Bellevue police caught the suspects believed to be responsible for burglarizing former Seahawks player Marcus Trufant’s Bellevue home.
According to Bellevue police Major John McCracken, Trufant and his family awoke at around 6 a.m. Feb. 5 to find their front door standing open and two of their vehicles, along with their keys, stolen. Credit cards, a purse and a gold ring were also missing.
The family believes the burglar came in the night between 1-2 a.m. as Trufant, his wife and their five children were asleep.
Trufant called police and reported his Mercedes-Benz G-Class SUV and Porsche Sedan as stolen. Once the vehicles were reported stolen, police were then able to access their locations using a low jack satellite locating system equipped on both cars.
Using the locating system, officers found the Mercedes in south Bellevue, not too far from Downtown. The license plate of the Mercedes had already been switched. The Porsche was in Bothell.

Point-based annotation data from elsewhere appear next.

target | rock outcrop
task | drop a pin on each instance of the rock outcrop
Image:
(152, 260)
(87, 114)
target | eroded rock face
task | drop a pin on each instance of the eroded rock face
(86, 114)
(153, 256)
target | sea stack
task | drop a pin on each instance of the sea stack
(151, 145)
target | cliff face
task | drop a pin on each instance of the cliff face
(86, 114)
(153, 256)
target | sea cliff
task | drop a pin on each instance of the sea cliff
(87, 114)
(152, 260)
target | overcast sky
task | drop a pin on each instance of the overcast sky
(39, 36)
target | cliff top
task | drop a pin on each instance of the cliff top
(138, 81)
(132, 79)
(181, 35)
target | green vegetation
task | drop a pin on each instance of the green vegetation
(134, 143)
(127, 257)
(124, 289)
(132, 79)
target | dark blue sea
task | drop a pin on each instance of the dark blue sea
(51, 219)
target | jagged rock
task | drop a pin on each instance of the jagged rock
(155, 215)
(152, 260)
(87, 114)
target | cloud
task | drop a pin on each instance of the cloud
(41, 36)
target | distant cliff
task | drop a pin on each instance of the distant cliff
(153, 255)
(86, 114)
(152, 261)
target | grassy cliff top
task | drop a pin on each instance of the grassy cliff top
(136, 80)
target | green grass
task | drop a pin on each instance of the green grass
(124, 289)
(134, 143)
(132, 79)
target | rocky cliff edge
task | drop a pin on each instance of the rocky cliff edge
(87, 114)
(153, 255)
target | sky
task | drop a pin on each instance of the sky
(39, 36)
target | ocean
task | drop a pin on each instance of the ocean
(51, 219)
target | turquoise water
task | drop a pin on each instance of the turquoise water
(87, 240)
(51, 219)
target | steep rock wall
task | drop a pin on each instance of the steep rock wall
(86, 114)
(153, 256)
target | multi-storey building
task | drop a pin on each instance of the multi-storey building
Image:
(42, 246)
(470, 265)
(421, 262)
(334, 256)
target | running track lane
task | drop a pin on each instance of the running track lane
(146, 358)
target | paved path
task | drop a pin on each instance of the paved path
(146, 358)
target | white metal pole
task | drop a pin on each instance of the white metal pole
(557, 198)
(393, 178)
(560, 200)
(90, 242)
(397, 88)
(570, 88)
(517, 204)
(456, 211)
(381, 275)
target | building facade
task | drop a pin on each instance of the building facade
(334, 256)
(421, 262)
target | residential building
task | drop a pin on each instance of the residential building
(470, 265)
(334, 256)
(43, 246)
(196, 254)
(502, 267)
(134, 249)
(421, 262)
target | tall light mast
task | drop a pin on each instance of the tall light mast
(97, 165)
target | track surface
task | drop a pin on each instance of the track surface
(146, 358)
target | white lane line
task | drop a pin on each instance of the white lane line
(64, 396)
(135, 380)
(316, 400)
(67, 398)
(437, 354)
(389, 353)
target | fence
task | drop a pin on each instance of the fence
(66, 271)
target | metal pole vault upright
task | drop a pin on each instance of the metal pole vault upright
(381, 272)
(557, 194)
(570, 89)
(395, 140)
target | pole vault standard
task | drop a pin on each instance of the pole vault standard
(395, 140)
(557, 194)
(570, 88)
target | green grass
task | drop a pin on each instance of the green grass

McCracken said officers in the Special Operations unit “sat on the vehicles all day” Monday until a juvenile male between 15-17 years old returned to the Mercedes and used its key fob. They followed the suspect to Bothell, where the other car was located. But, by that time, the Porsche had been disabled so the suspects couldn’t drive it.
The suspect would then go on to pick up two more male juveniles and an adult before police arrested them all in Kenmore, where they were trying to pawn the gold ring stolen from Trufant’s home.
After the suspects’ arrest, McCracken said officers recovered both of the vehicles’ key fobs, and the gold ring. The purse and at least one of the credit cards is still outstanding, however.
McCracken said the Special Operations unit did an outstanding job, as usual, and were proactive during the “quiet” operation that took place over several hours.
Trufant played for the Seattle Seahawks from 2003-2012 and later the Jacksonville Jaguars before retiring as a Seahawk in 2014 after signing a one-day contract.